# Dauert ja noch ganz schön lange



## Cynthiaa!

Buenas, estoy empezando a aprender alemán y me gustaría saber qué significa: “Dauert ja noch ganz schön lange”.

Estaría muy agradecida si alguien pudiese ayudarme. Gracias de antemano.


----------



## baufred

... aún tarda todavia bastante tiempo ... 

Saludos ...


----------



## kunvla

“Dauert ja noch ganz schön lange”.​Tarda todavia un buen rato.​
Saludos,


----------



## eno2

Tomará mucho tiempo ".

¿Se podría utilizar 'tardará'?  =>Tardará todavia un buen rato. 

'ganz schön' hatte ich nicht erwartet. Ich hatte  “Dauert schon ja noch ganz  lange”/ "Dauert ja schon noch ganz lange" erwartet.


----------



## kunvla

eno2 said:


> ¿Se podría utilizar 'tardará'? =>Tardará todavia un buen rato.


Sí, claro.


eno2 said:


> 'ganz schön' hatte ich nicht erwartet. Ich hatte “Dauert schon ja noch ganz lange”/ "Dauert ja schon noch ganz lange" erwartet.

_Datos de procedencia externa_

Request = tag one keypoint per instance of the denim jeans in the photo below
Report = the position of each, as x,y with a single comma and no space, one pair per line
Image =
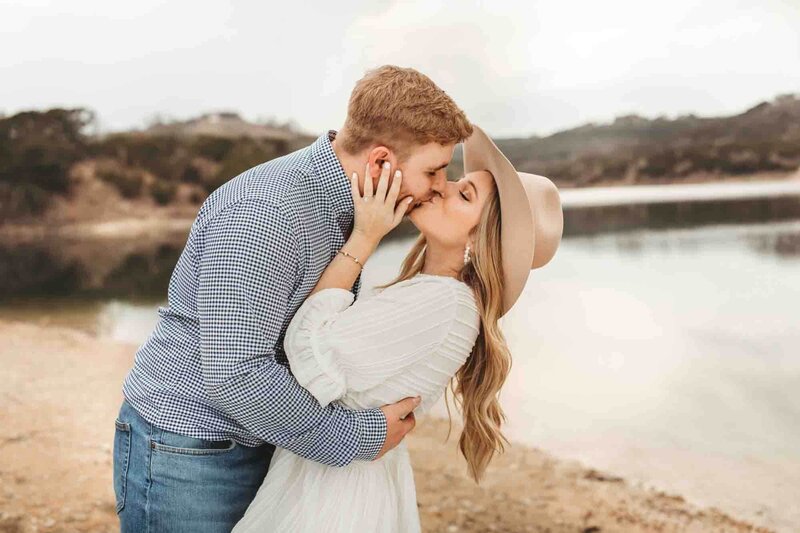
169,483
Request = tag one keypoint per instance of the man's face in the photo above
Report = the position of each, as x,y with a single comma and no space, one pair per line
425,172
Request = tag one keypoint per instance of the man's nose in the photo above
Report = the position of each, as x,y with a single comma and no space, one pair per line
440,183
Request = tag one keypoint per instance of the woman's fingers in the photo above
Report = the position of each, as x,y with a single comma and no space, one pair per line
383,182
367,183
394,190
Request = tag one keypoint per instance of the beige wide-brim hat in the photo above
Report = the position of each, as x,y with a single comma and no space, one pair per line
531,216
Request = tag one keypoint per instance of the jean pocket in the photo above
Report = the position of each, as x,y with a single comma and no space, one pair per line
122,455
172,443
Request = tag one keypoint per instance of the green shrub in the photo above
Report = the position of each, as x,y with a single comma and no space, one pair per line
128,182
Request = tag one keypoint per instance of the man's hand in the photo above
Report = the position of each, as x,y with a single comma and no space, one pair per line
399,421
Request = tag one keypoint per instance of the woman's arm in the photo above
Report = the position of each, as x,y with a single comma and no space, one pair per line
375,216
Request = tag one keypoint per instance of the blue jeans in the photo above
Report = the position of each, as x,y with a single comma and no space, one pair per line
169,483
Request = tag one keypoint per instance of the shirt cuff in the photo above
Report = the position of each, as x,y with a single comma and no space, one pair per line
372,431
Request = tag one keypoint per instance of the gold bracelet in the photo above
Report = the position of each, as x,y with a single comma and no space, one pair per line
354,258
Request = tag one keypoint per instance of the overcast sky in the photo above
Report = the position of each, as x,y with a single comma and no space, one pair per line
517,68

Entweder “Dauert schon ja noch ganz lange” oder “Dauert schon ja noch ganz lange”.

Saludos,


----------



## eno2

kunvla said:


> Entweder “Dauert schon ja noch ganz lange” oder “Dauert schon ja noch ganz lange”.


Entschuldige für diese weitere Fragen, aber warum nicht?


----------



## kunvla

eno2 said:


> Entschuldige für diese weitere Fragen, aber warum nicht?


“Dauert ja noch ganz lange” ~ Das wird ja noch ganz lange dauern. =>Tardará todavia un buen rato

“Dauert schon ganz lange”  ~ Das dauert schon seit langem. => Ya tarda un buen rato.

Saludos,


----------



## bwprius

En este contexto, sin ánimo de complicar las cosas, me acuerdo de la frase "ganz schön schön schon".

que significa algo así como bastante bonito ya. Ganz y el primer schön forman una unidad semántica que significa bastante, el segundo schön es adjetivo y el schon es adverbio temporal.


----------